One of the men he expected to see stood in a corner conversing with some younger fellows who appeared ready to leave. At a wave from a former school chum, David Morrow, Neville strode in their direction.
“Whoa, old boy, didn’t expect you here tonight. The Fair Elizabeth made it quite clear you were meeting her at Liverpool’s,” Morrow said.
Neville shrugged. “Duty called. I’m looking for a quiet evening.”
“We’re off to explore a new gaming house over on St. James. Supposed to be quite the thing. Come along with us,” one of the younger men suggested.
“I’ve just come for a brandy. Thank you.” Neville continued on his way.
“Thinks demmed well of himself, don’t he?” he heard the heir to an earldom mutter.
“Guess he’s too high in the instep to go gaming with the likes of us,” another agreed.
In the mirror on the far wall, Neville watched Morrow cuff the closest speaker.

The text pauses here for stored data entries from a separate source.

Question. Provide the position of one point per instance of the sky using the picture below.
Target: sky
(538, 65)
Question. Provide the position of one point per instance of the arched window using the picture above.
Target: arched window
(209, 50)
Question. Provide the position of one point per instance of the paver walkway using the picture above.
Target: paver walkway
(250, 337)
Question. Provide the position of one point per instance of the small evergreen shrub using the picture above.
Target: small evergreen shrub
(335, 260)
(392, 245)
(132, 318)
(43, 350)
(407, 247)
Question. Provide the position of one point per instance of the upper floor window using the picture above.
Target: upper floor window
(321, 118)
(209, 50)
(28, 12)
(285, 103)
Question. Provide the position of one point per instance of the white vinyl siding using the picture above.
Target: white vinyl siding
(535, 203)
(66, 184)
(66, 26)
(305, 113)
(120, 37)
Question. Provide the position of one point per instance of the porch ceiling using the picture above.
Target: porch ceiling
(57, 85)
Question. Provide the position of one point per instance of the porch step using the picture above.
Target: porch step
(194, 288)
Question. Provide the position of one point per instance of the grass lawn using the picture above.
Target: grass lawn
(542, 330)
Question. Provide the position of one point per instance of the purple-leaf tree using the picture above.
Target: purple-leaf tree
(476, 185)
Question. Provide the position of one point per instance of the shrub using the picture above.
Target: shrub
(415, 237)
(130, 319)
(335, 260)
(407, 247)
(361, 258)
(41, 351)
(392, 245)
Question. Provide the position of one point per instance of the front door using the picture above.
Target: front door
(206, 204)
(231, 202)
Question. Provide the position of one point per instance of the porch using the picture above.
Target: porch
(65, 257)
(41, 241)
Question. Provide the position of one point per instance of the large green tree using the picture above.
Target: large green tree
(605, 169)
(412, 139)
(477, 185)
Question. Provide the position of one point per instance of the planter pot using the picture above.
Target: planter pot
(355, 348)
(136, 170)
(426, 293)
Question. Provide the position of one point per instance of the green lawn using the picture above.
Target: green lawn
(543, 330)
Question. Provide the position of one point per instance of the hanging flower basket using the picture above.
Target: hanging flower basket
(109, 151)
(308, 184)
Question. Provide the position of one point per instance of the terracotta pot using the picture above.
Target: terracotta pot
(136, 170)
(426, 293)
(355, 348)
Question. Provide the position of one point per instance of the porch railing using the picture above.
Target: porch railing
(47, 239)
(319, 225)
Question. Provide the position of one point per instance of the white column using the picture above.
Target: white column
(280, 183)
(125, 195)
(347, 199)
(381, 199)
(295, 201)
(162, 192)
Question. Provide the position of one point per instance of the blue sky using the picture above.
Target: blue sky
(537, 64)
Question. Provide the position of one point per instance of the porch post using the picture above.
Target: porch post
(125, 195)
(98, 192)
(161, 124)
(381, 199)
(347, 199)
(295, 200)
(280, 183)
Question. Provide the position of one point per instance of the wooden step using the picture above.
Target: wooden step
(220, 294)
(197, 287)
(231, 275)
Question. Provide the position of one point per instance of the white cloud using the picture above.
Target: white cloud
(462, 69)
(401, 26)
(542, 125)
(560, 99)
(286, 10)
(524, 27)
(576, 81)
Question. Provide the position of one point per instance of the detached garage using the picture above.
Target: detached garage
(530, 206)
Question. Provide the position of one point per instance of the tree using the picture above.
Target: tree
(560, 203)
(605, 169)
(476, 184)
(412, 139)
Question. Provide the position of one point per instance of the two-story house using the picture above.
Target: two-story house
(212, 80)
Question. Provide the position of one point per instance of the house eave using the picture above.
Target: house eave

He did his best not to wince at his friend’s defense.
“He hasn’t got the wherewithal to gamble with, fool,” Morrow said. “Everyone knows Anglesey is just this side of bankruptcy, and the duke won’t let his lady cousin pay his gambling debts. Don’t let me hear you speak ill of your betters again.”
***
Finished with the news sheets, Neville drained his brandy glass, picked up his walking stick and high-crowned hat, and set out for home. He had a stack of estate papers on his desk that needed his attention. And Blanche had yet another mad scheme for improving the Manchester mills that he must discourage in some manner.
He couldn’t believe he was placed in the position of acting as a bloody tradesman just to keep his wretched cousin from sinking all her coins into improbable schemes for benefiting the welfare of mankind. Mankind was scarce worth the effort.
Neville allowed instinct to guide him home while he lost himself in thought. The Anglesey townhouse occupied a rather large chunk of real estate in one of the older sections of town, one where gaslights had not yet been installed. Accustomed to the dark shadows of trees from the park, Neville gave his surroundings little notice. Even the clammy fog obscuring the pavement did not deter him. He could find his way home blindfolded if needed.